Portora Castle is a castle in Enniskillen, County Fermanagh, Northern Ireland. The castle was built for Sir William Cole who purchased the land in 1612. It is strategically positioned by the narrow exit of the River Erne into the Lower Lough Erne. It is a State Care Historic Monument sited in the townland of Portora, in Fermanagh District Council area, at grid ref: H2221 4531.

==Features==
In 1619 Nicholas Pynnar described the castle as 'a bawn of lime and stone, 2.5m square, approximately 4m high, with four flankers and a stone house or castle three storeys high, strongly wrought'. Three of the flankers remain, the two on the west, flanking the walls of the castle. These round towers, about 3m in diameter, have several gun loops. Inside the castle can be seen proper fireplace chimneys in the north and west walls.

==History==
Sir Michael Cole and his family moved to Portora Castle in 1710 when their previous residence, Enniskillen Castle, was hit by fire. They remained there until about 1716, when Sir Michael's son, John Cole (1680–1726), started building Florence Court.
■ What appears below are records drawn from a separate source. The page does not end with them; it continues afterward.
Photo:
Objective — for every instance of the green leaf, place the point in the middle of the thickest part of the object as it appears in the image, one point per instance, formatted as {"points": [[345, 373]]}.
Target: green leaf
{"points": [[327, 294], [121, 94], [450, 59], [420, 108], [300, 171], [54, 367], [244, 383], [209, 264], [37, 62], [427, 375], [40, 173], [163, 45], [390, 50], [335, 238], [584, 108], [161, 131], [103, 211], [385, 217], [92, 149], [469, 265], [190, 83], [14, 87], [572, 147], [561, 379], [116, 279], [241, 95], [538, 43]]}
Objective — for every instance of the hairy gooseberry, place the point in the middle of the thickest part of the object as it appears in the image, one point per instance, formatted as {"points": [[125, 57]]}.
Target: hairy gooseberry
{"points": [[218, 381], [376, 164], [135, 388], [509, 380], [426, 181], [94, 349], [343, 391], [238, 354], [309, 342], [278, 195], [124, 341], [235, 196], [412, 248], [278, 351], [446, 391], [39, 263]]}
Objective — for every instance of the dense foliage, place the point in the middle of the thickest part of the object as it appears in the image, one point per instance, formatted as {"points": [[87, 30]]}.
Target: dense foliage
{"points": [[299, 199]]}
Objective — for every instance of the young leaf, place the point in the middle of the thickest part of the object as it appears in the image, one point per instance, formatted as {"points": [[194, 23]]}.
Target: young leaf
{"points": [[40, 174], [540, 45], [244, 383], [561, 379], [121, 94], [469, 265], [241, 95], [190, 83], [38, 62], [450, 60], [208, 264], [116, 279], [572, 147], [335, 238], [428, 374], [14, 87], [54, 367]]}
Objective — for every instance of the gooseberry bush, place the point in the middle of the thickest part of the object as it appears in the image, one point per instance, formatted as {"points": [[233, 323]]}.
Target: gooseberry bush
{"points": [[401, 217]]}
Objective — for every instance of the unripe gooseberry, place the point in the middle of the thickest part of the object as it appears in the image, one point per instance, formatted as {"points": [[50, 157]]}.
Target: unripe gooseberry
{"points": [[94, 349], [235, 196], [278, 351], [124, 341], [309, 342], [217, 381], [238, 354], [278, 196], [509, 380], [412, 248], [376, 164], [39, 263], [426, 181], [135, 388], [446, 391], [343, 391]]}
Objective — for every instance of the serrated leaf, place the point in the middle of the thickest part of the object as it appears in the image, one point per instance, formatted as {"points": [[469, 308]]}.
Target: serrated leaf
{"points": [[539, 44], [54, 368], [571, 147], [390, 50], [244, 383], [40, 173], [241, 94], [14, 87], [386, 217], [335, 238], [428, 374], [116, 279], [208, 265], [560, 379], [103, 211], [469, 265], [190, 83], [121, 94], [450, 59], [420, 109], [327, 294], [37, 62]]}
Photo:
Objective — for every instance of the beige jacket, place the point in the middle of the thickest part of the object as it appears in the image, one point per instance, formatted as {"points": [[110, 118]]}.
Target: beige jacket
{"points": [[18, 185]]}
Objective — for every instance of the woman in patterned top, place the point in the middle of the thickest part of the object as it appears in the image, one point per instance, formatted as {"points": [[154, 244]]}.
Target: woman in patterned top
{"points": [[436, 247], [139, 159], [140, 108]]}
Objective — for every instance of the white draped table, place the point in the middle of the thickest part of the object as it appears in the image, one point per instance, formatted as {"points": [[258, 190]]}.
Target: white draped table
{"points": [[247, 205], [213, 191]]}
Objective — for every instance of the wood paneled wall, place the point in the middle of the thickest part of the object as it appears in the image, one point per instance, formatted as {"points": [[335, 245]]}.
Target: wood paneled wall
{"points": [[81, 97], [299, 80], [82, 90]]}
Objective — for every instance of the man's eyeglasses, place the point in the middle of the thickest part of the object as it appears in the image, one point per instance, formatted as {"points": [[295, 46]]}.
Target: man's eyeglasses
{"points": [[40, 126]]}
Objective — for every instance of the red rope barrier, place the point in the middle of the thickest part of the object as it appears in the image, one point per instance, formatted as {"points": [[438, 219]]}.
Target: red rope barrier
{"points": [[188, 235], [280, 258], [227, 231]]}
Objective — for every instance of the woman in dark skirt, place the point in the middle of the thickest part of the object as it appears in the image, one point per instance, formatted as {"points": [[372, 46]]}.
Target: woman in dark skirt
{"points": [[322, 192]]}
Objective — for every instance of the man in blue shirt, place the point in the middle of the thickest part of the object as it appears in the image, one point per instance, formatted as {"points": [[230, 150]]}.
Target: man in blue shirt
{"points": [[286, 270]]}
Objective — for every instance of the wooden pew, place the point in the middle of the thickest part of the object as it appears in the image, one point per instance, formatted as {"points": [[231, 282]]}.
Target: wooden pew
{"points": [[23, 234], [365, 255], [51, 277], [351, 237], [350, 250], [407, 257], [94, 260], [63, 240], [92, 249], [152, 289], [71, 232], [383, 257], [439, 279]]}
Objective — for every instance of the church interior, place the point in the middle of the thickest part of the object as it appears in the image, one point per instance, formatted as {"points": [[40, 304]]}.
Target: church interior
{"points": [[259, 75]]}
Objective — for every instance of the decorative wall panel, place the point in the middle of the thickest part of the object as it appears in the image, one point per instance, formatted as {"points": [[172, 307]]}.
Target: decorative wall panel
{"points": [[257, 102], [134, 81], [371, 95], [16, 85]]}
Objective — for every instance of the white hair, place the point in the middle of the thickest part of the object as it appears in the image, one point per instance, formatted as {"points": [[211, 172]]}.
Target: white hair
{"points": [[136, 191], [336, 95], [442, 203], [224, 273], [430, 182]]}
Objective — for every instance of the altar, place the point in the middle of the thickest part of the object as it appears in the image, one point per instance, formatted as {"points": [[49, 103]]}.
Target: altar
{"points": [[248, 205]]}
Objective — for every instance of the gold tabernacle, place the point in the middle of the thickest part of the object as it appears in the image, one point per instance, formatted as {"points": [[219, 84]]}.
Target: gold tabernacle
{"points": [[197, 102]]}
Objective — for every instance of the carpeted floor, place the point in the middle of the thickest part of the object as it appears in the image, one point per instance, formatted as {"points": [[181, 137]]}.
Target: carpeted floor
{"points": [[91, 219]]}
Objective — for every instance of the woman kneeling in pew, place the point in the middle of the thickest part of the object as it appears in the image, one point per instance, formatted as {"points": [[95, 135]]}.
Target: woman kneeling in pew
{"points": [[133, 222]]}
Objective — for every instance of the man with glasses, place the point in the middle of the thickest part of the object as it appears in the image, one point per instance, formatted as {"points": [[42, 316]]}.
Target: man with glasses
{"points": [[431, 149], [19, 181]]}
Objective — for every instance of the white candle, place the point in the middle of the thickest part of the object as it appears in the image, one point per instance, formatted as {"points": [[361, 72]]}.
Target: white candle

The ford at Portora was important in the Erne Waterways and must have seen considerable traffic in peace and war. In the course of the Erne Drainage Scheme (1951–1960) a bronze dirk and stone axes were recovered at this point. The castle is now in ruins, partly because a group of truanting school-boys from nearby Portora Royal School, now Enniskillen Royal Grammar School, experimenting with gunpowder they learnt how to create in chemistry class, blew up a section in the latter part of the 19th century. They also tried digging under the building which added to its dereliction.